Re-Schedule Algorithm Enhances LLM Reinforcement Learning

A new study introduces the Re-Schedule algorithm, a data scheduling method designed to improve the efficiency and accuracy of Large Language Model (LLM) training through Reinforcement Learning with Verifiable Rewards (RLVR). The algorithm addresses limitations in existing methods by incorporating a novel metric called the Reasoning Score (r-score), which measures a query's learning difficulty based on the structure of its reasoning tree.

Re-Schedule consists of three stages: reasoning tree construction, r-score calculation, and dynamic weighting. By constructing an offline approximation of each query's reasoning tree and integrating the r-score into the RLVR loss function, the algorithm creates a curriculum that progresses from simple to complex queries, enhancing training outcomes.
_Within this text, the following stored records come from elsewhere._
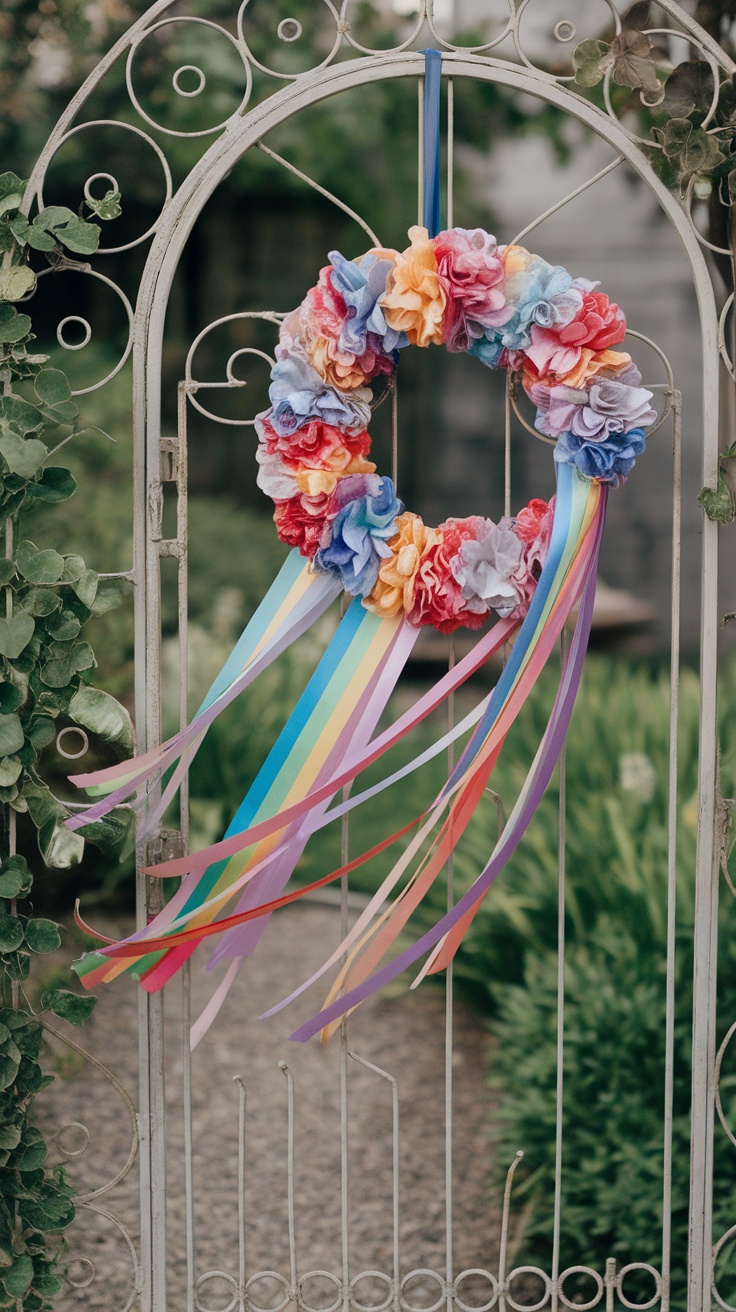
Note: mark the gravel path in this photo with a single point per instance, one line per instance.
(402, 1034)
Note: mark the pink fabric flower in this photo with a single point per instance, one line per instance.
(438, 600)
(301, 521)
(471, 273)
(320, 446)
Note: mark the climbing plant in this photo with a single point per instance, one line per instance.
(46, 668)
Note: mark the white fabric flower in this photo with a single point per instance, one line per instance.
(484, 570)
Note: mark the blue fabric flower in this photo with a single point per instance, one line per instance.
(609, 461)
(361, 284)
(360, 532)
(298, 395)
(543, 294)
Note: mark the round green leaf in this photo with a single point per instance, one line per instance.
(16, 634)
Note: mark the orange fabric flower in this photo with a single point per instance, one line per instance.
(415, 301)
(394, 589)
(591, 362)
(315, 482)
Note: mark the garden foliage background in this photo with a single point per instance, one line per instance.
(617, 761)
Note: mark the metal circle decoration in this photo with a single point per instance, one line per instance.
(575, 1303)
(87, 1273)
(215, 1275)
(525, 1306)
(85, 328)
(656, 1277)
(71, 730)
(476, 1307)
(509, 308)
(280, 1281)
(373, 1275)
(76, 1131)
(194, 91)
(423, 1271)
(289, 29)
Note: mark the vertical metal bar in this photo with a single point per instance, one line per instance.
(672, 844)
(560, 1013)
(420, 151)
(450, 151)
(449, 1037)
(508, 449)
(242, 1268)
(188, 1134)
(344, 1138)
(705, 943)
(290, 1178)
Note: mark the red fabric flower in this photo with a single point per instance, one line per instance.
(301, 521)
(320, 446)
(438, 600)
(597, 324)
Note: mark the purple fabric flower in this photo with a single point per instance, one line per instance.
(606, 406)
(298, 394)
(361, 284)
(357, 535)
(608, 461)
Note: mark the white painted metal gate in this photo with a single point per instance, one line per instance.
(341, 63)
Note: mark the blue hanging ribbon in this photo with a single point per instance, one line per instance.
(430, 141)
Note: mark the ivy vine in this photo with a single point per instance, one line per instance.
(46, 668)
(693, 143)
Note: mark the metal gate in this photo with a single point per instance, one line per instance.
(337, 64)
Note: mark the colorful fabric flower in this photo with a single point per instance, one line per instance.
(298, 395)
(484, 570)
(471, 273)
(361, 282)
(413, 302)
(606, 406)
(608, 461)
(320, 446)
(303, 521)
(438, 600)
(366, 518)
(394, 588)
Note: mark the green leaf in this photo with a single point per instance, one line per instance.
(11, 936)
(16, 634)
(55, 484)
(110, 593)
(19, 1277)
(16, 282)
(108, 206)
(85, 588)
(59, 846)
(38, 566)
(13, 327)
(689, 88)
(70, 1006)
(51, 386)
(11, 883)
(42, 936)
(9, 770)
(41, 601)
(41, 731)
(591, 59)
(718, 503)
(102, 715)
(22, 455)
(20, 413)
(11, 734)
(633, 62)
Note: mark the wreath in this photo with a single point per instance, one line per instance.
(509, 308)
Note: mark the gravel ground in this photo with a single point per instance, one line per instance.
(402, 1034)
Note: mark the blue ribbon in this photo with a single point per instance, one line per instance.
(430, 141)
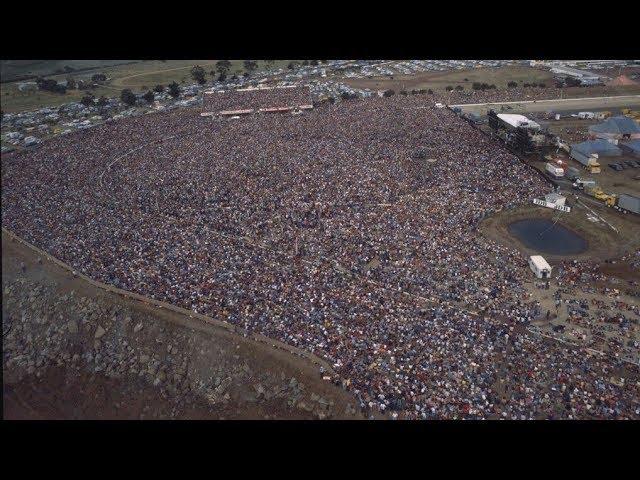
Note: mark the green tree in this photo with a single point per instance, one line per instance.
(223, 66)
(149, 97)
(87, 100)
(174, 90)
(199, 75)
(250, 65)
(128, 97)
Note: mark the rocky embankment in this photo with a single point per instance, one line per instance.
(179, 367)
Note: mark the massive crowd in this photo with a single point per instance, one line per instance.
(349, 231)
(256, 98)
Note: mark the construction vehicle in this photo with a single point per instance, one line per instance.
(597, 193)
(611, 201)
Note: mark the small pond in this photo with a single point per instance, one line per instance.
(544, 236)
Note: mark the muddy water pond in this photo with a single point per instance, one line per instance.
(544, 236)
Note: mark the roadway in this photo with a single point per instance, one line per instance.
(557, 104)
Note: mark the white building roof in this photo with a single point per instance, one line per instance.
(554, 197)
(540, 262)
(516, 120)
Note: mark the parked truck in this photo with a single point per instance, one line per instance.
(554, 170)
(581, 184)
(572, 173)
(599, 194)
(629, 203)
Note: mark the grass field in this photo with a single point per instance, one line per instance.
(440, 80)
(138, 77)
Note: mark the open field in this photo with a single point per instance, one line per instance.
(73, 390)
(558, 105)
(440, 80)
(13, 70)
(139, 76)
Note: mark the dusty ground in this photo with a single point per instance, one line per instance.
(593, 101)
(440, 80)
(72, 351)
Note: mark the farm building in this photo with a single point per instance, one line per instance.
(616, 128)
(555, 198)
(539, 266)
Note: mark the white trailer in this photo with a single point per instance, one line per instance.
(555, 171)
(539, 266)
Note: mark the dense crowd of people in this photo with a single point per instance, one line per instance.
(257, 98)
(349, 231)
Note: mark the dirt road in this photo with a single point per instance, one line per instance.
(558, 104)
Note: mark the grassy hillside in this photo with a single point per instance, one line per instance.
(138, 76)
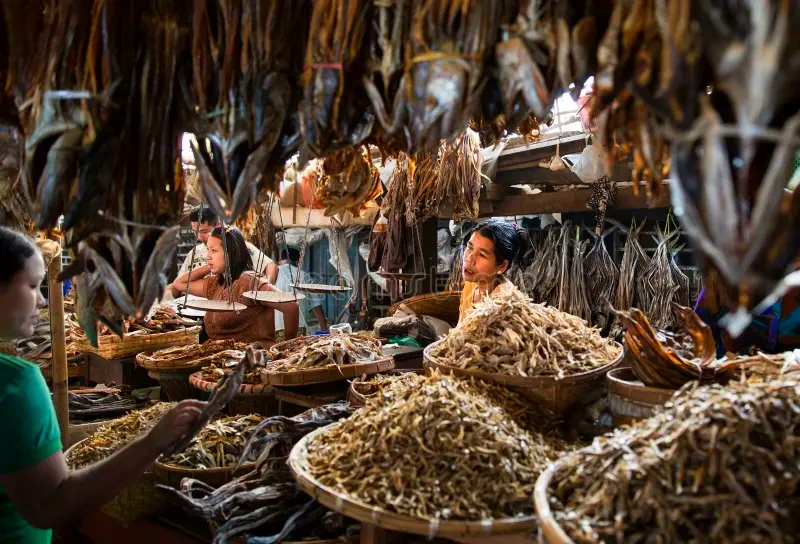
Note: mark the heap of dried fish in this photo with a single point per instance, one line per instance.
(510, 335)
(220, 444)
(664, 359)
(718, 464)
(267, 501)
(328, 350)
(115, 435)
(478, 460)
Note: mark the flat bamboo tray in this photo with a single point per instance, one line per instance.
(215, 477)
(187, 364)
(197, 381)
(557, 395)
(113, 347)
(326, 374)
(443, 305)
(353, 508)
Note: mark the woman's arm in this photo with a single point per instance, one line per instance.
(47, 494)
(196, 281)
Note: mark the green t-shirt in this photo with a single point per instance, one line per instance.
(30, 434)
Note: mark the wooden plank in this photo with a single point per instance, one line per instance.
(573, 201)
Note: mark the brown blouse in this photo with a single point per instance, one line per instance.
(254, 324)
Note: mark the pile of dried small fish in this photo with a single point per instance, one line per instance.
(669, 359)
(115, 435)
(444, 448)
(717, 464)
(509, 334)
(219, 444)
(267, 500)
(328, 350)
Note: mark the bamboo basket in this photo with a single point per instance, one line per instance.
(113, 347)
(173, 475)
(630, 400)
(139, 499)
(326, 374)
(556, 395)
(431, 528)
(443, 305)
(550, 532)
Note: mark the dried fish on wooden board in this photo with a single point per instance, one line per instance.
(219, 444)
(508, 334)
(266, 501)
(666, 359)
(716, 464)
(115, 435)
(440, 448)
(328, 350)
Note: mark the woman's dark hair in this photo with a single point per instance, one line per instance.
(239, 259)
(510, 243)
(202, 215)
(15, 249)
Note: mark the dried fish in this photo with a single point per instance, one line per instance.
(115, 435)
(717, 464)
(480, 460)
(510, 335)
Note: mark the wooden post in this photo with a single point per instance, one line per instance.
(58, 348)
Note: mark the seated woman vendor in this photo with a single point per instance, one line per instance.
(214, 282)
(491, 249)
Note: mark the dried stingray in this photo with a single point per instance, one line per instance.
(508, 334)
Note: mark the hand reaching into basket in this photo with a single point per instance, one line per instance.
(175, 424)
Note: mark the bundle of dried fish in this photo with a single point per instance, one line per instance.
(220, 444)
(266, 501)
(348, 182)
(718, 464)
(115, 435)
(510, 335)
(328, 350)
(669, 360)
(469, 431)
(602, 276)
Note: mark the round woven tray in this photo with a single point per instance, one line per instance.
(327, 374)
(557, 395)
(353, 508)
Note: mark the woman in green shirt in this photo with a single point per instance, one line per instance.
(37, 490)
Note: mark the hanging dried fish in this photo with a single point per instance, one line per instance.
(742, 487)
(510, 335)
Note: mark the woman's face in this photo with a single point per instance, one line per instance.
(21, 299)
(480, 263)
(216, 255)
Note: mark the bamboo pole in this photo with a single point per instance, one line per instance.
(58, 348)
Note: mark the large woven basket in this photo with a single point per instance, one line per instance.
(138, 500)
(556, 395)
(113, 347)
(443, 305)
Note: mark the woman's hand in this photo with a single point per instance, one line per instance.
(173, 426)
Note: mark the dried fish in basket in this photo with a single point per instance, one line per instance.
(114, 435)
(266, 500)
(219, 444)
(666, 359)
(716, 464)
(441, 448)
(510, 335)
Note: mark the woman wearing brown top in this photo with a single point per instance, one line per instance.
(257, 322)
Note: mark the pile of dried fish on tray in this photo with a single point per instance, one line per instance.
(717, 464)
(439, 451)
(509, 334)
(219, 445)
(266, 500)
(325, 358)
(114, 435)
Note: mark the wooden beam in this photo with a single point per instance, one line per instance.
(572, 202)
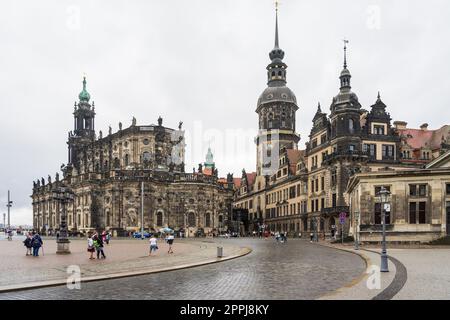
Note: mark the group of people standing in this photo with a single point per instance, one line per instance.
(33, 242)
(96, 243)
(154, 243)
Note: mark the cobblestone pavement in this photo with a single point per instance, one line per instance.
(428, 273)
(122, 256)
(295, 270)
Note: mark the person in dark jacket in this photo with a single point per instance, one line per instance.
(98, 244)
(36, 243)
(27, 244)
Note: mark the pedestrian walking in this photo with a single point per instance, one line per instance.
(170, 239)
(98, 244)
(91, 247)
(36, 243)
(27, 244)
(153, 244)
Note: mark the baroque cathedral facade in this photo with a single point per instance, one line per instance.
(305, 191)
(116, 177)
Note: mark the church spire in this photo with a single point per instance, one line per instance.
(276, 70)
(276, 25)
(84, 96)
(345, 74)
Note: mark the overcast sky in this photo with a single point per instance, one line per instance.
(203, 62)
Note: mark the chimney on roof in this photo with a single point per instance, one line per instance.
(400, 125)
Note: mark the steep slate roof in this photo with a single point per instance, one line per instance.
(294, 157)
(251, 177)
(418, 138)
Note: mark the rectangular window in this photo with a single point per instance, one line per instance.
(292, 192)
(379, 130)
(378, 189)
(422, 190)
(412, 213)
(413, 190)
(387, 152)
(377, 213)
(422, 213)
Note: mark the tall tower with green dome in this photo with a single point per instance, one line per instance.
(276, 109)
(209, 163)
(84, 125)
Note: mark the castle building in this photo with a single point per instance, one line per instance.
(298, 191)
(107, 173)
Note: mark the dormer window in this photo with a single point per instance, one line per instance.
(351, 126)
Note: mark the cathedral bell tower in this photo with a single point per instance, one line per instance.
(345, 114)
(84, 125)
(276, 110)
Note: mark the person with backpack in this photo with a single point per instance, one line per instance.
(98, 244)
(27, 244)
(36, 243)
(170, 239)
(91, 247)
(153, 244)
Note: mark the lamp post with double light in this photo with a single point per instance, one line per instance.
(384, 197)
(63, 195)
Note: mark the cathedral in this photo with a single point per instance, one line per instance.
(116, 177)
(306, 191)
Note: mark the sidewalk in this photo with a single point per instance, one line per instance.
(427, 274)
(359, 288)
(123, 258)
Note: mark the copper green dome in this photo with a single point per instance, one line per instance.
(84, 96)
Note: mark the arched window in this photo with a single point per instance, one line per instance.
(208, 220)
(351, 126)
(159, 218)
(116, 163)
(191, 219)
(146, 156)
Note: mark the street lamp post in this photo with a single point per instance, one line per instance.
(64, 196)
(9, 205)
(315, 229)
(142, 210)
(384, 196)
(356, 230)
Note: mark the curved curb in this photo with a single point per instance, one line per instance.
(355, 281)
(52, 283)
(397, 284)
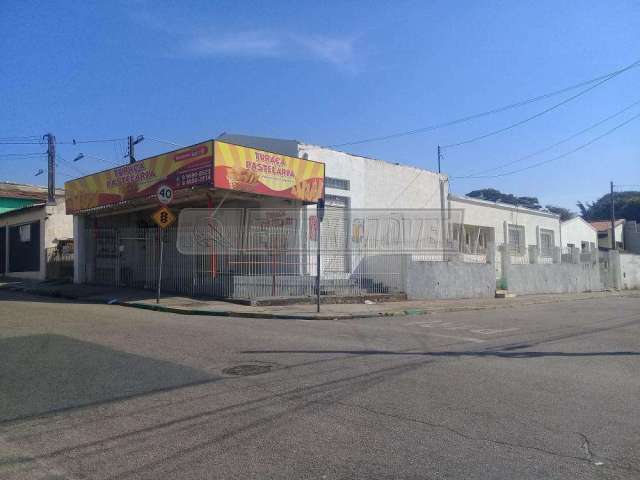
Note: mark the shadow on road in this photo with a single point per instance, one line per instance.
(488, 353)
(49, 373)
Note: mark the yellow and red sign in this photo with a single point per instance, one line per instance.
(178, 169)
(163, 217)
(255, 171)
(211, 163)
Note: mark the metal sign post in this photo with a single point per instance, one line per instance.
(160, 235)
(163, 218)
(319, 217)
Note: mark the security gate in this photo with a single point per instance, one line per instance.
(250, 253)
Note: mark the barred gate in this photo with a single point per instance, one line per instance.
(250, 253)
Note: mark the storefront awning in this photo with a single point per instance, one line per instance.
(215, 164)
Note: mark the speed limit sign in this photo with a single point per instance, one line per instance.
(165, 194)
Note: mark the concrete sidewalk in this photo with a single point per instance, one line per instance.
(189, 306)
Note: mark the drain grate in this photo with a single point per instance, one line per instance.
(247, 369)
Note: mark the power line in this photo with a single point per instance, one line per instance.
(29, 154)
(73, 142)
(550, 147)
(67, 162)
(558, 157)
(164, 141)
(545, 111)
(485, 113)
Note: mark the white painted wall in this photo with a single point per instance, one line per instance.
(629, 271)
(376, 183)
(493, 214)
(605, 242)
(577, 230)
(55, 224)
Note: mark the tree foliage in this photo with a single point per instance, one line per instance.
(565, 213)
(494, 195)
(627, 205)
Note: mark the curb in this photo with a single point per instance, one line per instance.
(274, 316)
(306, 316)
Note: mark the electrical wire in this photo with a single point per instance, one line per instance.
(159, 140)
(545, 111)
(551, 147)
(67, 162)
(29, 154)
(558, 157)
(487, 112)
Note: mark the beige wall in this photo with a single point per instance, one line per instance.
(576, 231)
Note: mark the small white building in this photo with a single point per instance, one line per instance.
(577, 232)
(32, 240)
(354, 181)
(604, 233)
(486, 222)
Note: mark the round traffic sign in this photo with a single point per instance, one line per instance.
(165, 194)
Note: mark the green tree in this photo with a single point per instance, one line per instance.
(565, 213)
(493, 195)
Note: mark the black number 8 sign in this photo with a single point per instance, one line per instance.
(165, 194)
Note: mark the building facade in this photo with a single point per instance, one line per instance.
(603, 228)
(35, 239)
(515, 228)
(577, 232)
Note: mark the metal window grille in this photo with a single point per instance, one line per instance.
(546, 242)
(248, 253)
(337, 183)
(516, 240)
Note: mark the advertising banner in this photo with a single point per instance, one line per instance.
(255, 171)
(182, 168)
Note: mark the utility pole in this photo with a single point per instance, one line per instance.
(443, 222)
(51, 169)
(132, 144)
(132, 157)
(613, 221)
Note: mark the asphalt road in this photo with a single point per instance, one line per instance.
(94, 391)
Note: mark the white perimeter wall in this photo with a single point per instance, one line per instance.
(629, 271)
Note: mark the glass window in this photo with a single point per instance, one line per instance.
(516, 239)
(546, 242)
(337, 183)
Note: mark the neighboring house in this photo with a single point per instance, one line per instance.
(487, 222)
(15, 195)
(577, 232)
(33, 236)
(632, 236)
(604, 233)
(359, 182)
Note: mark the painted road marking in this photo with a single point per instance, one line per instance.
(466, 339)
(452, 326)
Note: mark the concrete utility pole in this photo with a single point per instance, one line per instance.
(613, 221)
(51, 169)
(132, 144)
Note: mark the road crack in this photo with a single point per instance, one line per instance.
(467, 436)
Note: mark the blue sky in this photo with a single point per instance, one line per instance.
(327, 73)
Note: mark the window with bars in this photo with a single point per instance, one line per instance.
(337, 183)
(546, 242)
(516, 240)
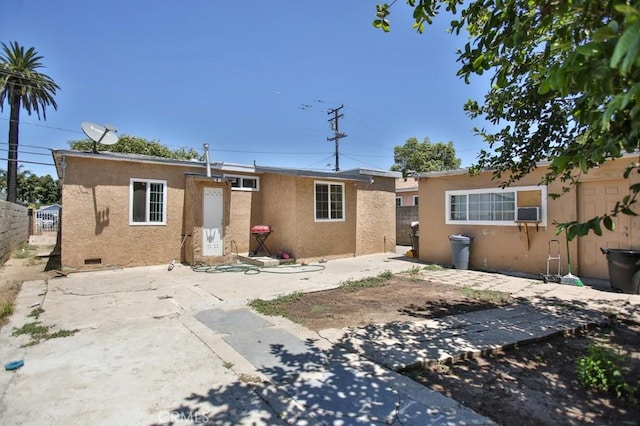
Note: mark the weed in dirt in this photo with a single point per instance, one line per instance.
(604, 369)
(6, 309)
(39, 332)
(319, 309)
(249, 379)
(377, 281)
(414, 274)
(276, 306)
(25, 251)
(433, 267)
(36, 313)
(487, 296)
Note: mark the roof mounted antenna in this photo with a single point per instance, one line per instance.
(206, 158)
(99, 134)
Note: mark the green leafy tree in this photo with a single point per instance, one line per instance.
(134, 145)
(34, 190)
(565, 85)
(22, 86)
(424, 156)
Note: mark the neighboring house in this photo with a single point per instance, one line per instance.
(406, 208)
(477, 207)
(407, 192)
(128, 210)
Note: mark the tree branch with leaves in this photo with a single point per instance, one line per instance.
(565, 85)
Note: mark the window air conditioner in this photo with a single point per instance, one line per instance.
(529, 214)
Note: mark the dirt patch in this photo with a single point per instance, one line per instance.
(402, 299)
(535, 384)
(25, 265)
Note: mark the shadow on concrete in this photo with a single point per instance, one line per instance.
(322, 387)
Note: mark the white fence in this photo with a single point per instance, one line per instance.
(46, 221)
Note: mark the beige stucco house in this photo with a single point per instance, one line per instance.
(130, 210)
(475, 206)
(407, 192)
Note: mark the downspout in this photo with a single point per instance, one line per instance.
(206, 158)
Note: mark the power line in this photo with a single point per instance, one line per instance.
(41, 125)
(28, 162)
(28, 152)
(28, 146)
(336, 133)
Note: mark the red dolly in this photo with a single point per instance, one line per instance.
(261, 233)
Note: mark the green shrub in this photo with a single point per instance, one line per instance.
(604, 369)
(378, 281)
(6, 309)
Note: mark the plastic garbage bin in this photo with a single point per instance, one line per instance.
(624, 269)
(415, 237)
(460, 250)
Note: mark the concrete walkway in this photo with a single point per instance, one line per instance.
(180, 347)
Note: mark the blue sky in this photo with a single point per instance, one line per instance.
(237, 75)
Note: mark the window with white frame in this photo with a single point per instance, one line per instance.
(243, 183)
(494, 206)
(329, 201)
(147, 202)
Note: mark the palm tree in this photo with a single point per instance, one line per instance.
(22, 86)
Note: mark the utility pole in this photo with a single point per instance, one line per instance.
(336, 133)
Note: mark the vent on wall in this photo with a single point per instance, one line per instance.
(528, 214)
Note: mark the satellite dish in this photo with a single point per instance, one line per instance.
(100, 134)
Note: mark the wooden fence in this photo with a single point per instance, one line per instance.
(14, 228)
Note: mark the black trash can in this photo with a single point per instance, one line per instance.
(460, 250)
(624, 269)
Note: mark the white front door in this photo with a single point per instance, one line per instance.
(213, 224)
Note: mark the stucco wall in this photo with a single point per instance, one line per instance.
(288, 205)
(376, 221)
(95, 225)
(245, 213)
(405, 216)
(96, 231)
(504, 248)
(14, 228)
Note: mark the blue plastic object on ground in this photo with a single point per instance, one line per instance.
(14, 365)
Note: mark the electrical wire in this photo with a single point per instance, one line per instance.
(27, 162)
(28, 146)
(27, 152)
(254, 270)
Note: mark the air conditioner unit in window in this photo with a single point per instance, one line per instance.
(528, 214)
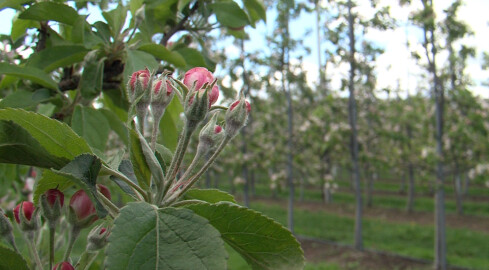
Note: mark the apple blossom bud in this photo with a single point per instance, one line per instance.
(82, 212)
(140, 15)
(51, 204)
(161, 96)
(213, 95)
(236, 116)
(97, 238)
(25, 216)
(63, 266)
(139, 85)
(210, 136)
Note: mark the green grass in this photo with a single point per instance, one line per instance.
(465, 248)
(236, 262)
(421, 204)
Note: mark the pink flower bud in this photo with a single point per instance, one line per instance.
(158, 87)
(141, 75)
(63, 266)
(213, 95)
(27, 209)
(53, 194)
(83, 208)
(248, 106)
(198, 76)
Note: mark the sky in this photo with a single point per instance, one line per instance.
(395, 67)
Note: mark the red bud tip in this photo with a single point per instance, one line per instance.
(248, 106)
(27, 208)
(63, 266)
(157, 87)
(213, 95)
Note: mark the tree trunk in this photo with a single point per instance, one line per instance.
(244, 148)
(466, 183)
(410, 201)
(352, 115)
(402, 186)
(369, 186)
(440, 226)
(286, 90)
(252, 182)
(457, 187)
Key Features of Re-Schedule

Reasoning tree construction for structural understanding
R-score calculation for measuring learning difficulty
Dynamic weighting of queries in the RLVR loss function

Experimental Results

Experiments on six math-reasoning benchmarks demonstrated that Re-Schedule significantly improves average accuracy, with gains of up to 3.2%. These results validate the approach and highlight the importance of a structural understanding of reasoning trees in RLVR data scheduling.

Implications for LLM Training

The Re-Schedule algorithm offers a promising approach to enhancing LLM training efficiency. By focusing on the structural complexity of queries, it provides a more effective framework for curriculum learning, potentially leading to better performance on complex reasoning tasks.